In order to find a reasonable threshold, the performance stress test can usually be used to determine the threshold, but the performance stress test also has the problem of limited coverage scenarios, and there may be a function that is not covered by the performance stress test , which causes a lot of pressure on the system; another The way is to gradually optimize: first set a threshold and then go online to observe the running situation, and adjust the threshold if it is found to be unreasonable.

Based on the above analysis, the method of restricting visits based on thresholds is more suitable for systems with relatively simple business functions, such as load balancing systems, gateway systems, and snap-up systems.

  • Resource-based current limiting

Request-based current limiting is considered from the outside of the system, while resource-based current limiting is considered from within the system, that is, to find key resources that affect performance within the system and limit their use. Common internal resources include  connections , file handles, threads, and request queues.

For example, using Netty to implement the server, each incoming request is first put into a queue, and the business thread reads the request from the queue for processing.
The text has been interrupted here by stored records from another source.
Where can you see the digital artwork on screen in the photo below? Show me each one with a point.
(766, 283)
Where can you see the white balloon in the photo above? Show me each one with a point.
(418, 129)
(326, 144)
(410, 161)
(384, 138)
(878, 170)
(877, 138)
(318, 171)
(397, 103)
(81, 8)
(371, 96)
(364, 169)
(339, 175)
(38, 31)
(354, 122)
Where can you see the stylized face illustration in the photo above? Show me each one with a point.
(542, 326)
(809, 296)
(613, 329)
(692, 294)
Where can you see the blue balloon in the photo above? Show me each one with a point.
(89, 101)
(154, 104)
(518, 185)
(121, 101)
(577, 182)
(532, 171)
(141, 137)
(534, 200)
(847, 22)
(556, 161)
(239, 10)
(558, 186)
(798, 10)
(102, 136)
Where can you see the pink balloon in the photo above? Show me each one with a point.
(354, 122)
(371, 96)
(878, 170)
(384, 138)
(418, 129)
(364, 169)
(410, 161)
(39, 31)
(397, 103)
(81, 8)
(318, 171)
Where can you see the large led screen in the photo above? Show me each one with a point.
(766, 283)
The maximum queue length is 10000, and the subsequent request is rejected when the queue is full; CPU load or occupancy is limited, and new requests are rejected when the CPU occupancy exceeds 80%.

Resource-based rate limiting can more effectively reflect the pressure of the current system than request-based rate limiting, but there are two main difficulties in actual design: how to determine key resources and how to determine the threshold of key resources.

Usually, this is also a step-by-step optimization process: when designing, first select a key resource and threshold based on inference, then test and verify, and then go online for observation. If it is found to be unreasonable, then optimize .

4. Queue

This way of queuing must be familiar to everyone.  When you buy a train ticket at 12306, will it tell you that you are in the queue, and the ticket will be locked and paid after waiting for a period of time. At the end  of the year, so many people in China bought tickets, and 12306 handled it through the queuing mechanism.  But there are also disadvantages, that is, the user experience is not so good.

Because queuing needs to temporarily cache a large number of business requests, a single system cannot cache so much data. Generally, queuing needs to be implemented by an independent system, such as using a message queue such as Kafka to cache user requests.

picture

  • queuing module

Responsible for receiving snap-up requests from users, and saving the requests in a first-in first-out manner.  Each product participating in the flash sale saves a queue, and the size of the queue can be defined according to the number of products participating in the flash sale (or add some margin).

  • Scheduling module

Responsible for the dynamic scheduling from the queuing module to the service module, constantly checking the service module, once the processing capacity is free, transfer the user access request from the head of the queuing queue to the service module, and be responsible for distributing the request to the service module.  Here, the scheduling module plays the role of an intermediary, but not just passing requests, it is also responsible for regulating the processing capacity of the system. We can dynamically adjust  the speed of pulling requests to the queuing system According to the actual processing capacity of the service module.

  • service module

Responsible for invoking the real business to process the service, return the processing result, and call the interface of the queuing module to write back the business processing result.

Summarize

Finally, we use a table to summarize the above four means of ensuring high service availability.